Enquanto Bolsonaro falava em Brasília, seu filho Eduardo Bolsonaro (PL-SP), atualmente licenciado do mandato, seguia nos Estados Unidos. Eduardo tem liderado nos últimos meses uma campanha contra Alexandre de Moraes em solo americano, sugerindo que houve interferência da agência USAID, dos EUA, nas eleições brasileiras de 2022 — uma narrativa que circula em canais bolsonaristas nas redes sociais.

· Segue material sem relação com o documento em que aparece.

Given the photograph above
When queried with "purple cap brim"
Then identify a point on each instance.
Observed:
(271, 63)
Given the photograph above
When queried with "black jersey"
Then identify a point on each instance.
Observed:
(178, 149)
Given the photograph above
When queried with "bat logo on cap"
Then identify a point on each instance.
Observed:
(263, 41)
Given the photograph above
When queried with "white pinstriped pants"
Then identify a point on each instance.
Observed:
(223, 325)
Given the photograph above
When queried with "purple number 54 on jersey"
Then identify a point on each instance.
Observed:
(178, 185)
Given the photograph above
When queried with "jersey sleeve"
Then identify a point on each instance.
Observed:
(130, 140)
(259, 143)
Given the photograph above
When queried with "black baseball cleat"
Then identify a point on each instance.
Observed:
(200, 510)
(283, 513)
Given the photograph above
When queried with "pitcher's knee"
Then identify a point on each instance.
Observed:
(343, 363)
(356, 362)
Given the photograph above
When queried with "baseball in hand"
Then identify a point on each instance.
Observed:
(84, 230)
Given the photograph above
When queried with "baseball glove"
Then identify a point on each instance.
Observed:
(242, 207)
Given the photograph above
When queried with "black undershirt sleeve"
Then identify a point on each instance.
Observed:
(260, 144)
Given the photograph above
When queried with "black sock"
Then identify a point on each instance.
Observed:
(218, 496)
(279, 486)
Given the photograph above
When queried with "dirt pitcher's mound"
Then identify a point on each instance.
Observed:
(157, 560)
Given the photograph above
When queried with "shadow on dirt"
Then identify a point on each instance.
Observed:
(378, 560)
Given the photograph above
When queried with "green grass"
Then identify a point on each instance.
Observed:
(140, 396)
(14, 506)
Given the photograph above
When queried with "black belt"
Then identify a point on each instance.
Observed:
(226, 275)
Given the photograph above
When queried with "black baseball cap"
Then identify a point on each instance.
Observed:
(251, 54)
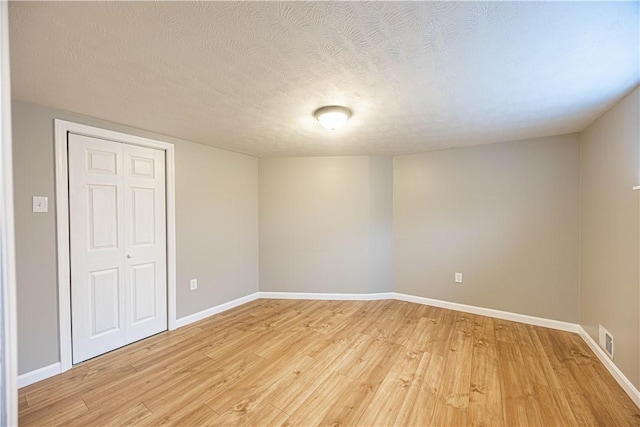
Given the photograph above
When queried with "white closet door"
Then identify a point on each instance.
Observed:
(118, 249)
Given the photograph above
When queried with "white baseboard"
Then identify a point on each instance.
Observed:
(489, 312)
(183, 321)
(321, 296)
(624, 382)
(39, 374)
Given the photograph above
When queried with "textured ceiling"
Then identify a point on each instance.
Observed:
(247, 76)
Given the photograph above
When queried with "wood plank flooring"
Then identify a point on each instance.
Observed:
(369, 363)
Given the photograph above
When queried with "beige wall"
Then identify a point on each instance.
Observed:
(610, 227)
(325, 224)
(216, 227)
(505, 215)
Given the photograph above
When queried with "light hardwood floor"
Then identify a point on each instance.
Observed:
(375, 363)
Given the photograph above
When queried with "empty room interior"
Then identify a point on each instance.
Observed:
(326, 213)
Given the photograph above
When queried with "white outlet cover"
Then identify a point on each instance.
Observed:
(40, 204)
(604, 338)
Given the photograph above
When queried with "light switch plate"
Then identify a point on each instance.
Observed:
(40, 204)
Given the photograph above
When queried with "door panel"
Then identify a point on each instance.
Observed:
(145, 231)
(103, 216)
(105, 306)
(96, 196)
(144, 213)
(143, 280)
(118, 244)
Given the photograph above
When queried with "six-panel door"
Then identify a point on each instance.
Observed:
(118, 244)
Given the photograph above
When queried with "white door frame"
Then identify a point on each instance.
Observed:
(62, 128)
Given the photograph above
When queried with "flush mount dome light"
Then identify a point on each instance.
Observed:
(333, 116)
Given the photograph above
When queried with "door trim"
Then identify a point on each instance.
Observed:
(62, 128)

O STF aceitou a denúncia da PGR contra Bolsonaro e outros sete aliados por suposta tentativa de golpe de Estado. A decisão foi unânime: cinco votos a zero na Primeira Turma, formada pelos ministros Alexandre de Moraes, Flávio Dino, Cristiano Zanin, Cármen Lúcia e Luiz Fux. O julgamento, concluído na tarde desta quarta-feira, marca o início da ação penal, que seguirá agora para a fase de instrução, com coleta de provas e depoimentos.

Bolsonaro havia cogitado comparecer pessoalmente ao Supremo, mas recuou diante da expectativa de que Moraes proferisse um voto duro. Optou, então, por acompanhar a sessão de forma reservada no gabinete do filho.

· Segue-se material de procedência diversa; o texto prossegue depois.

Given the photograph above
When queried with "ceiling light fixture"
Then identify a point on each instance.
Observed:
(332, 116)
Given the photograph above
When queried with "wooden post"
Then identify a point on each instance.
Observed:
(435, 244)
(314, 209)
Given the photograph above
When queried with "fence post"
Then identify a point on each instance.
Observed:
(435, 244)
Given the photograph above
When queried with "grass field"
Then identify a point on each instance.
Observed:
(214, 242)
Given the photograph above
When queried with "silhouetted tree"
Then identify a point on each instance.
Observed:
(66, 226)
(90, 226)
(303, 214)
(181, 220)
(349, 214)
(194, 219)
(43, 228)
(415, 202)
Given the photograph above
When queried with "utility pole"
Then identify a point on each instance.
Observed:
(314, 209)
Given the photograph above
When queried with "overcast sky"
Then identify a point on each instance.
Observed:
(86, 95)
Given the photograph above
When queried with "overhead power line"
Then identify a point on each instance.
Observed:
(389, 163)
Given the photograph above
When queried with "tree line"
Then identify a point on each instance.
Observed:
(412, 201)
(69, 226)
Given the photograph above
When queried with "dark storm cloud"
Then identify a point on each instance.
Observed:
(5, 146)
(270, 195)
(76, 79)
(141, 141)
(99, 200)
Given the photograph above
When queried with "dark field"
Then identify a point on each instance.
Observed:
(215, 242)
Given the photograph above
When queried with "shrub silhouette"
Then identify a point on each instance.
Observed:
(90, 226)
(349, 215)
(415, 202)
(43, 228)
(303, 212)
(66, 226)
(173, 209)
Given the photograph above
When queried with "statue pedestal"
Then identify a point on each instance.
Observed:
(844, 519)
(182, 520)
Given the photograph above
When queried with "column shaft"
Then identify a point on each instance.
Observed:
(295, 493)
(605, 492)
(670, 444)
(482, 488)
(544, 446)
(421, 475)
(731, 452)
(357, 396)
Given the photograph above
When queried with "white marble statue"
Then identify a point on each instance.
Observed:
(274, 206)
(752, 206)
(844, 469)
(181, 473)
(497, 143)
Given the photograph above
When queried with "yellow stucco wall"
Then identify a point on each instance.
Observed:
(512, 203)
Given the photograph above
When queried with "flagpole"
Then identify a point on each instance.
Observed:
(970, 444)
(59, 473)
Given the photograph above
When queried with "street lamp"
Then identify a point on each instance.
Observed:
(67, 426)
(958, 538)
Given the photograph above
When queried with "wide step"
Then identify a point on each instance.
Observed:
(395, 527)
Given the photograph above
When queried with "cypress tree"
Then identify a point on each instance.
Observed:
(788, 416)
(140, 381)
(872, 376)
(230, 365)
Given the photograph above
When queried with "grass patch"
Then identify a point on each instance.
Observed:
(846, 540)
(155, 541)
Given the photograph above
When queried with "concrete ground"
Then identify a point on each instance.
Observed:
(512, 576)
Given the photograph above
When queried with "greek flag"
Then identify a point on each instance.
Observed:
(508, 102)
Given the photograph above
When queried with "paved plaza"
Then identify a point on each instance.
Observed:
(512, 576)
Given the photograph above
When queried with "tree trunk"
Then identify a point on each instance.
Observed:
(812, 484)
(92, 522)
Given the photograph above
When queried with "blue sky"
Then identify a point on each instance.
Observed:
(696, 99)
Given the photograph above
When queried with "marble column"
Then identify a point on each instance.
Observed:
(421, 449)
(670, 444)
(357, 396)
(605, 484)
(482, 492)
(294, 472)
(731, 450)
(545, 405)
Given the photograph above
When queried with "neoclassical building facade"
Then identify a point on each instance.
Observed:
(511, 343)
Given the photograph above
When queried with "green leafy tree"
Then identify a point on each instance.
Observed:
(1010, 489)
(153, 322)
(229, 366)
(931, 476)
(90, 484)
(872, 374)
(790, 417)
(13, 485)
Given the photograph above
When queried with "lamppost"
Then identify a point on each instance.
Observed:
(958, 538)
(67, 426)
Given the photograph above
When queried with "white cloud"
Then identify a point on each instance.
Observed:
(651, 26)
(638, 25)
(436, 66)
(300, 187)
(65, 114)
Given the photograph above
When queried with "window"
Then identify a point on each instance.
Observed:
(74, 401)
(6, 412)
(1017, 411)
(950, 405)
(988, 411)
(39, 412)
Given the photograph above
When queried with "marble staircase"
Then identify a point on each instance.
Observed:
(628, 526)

O advogado Celso Vilardi, responsável pela defesa do ex-presidente no STF, sustentou que a denúncia da PGR se baseia exclusivamente na delação premiada do tenente-coronel Mauro Cid, ex-ajudante de ordens da Presidência. Vilardi afirmou que não há provas materiais que vinculem Bolsonaro aos atos do 8 de janeiro ou a qualquer planejamento golpista.

“O ex-presidente é o mais investigado da história do Brasil. E até agora não se achou absolutamente nada”, declarou o advogado, que teve cerca de 15 minutos para apresentar a defesa.

Segundo Vilardi, a denúncia cita apenas a minuta de um decreto sobre estado de sítio, que não foi assinada nem executada. Ele também rejeitou que pronunciamentos públicos do ex-presidente possam ser classificados como atos com potencial golpista. “Não houve grave ameaça. A acusação é baseada em falas e transmissões ao vivo, sem qualquer ação concreta que configure tentativa de golpe”, argumentou.

Vilardi concluiu sua fala dizendo que não há como caracterizar a suposta execução de um golpe sem atos violentos ou coação. “Falar em crime baseado apenas em declarações é distorcer os tipos penais. Não havia violência, nem ameaça real. Portanto, não há crime.”

Apesar da defesa enfática, Bolsonaro enfrentará agora a tramitação de uma ação penal no Supremo, com potencial para desdobramentos políticos e jurídicos de longo alcance.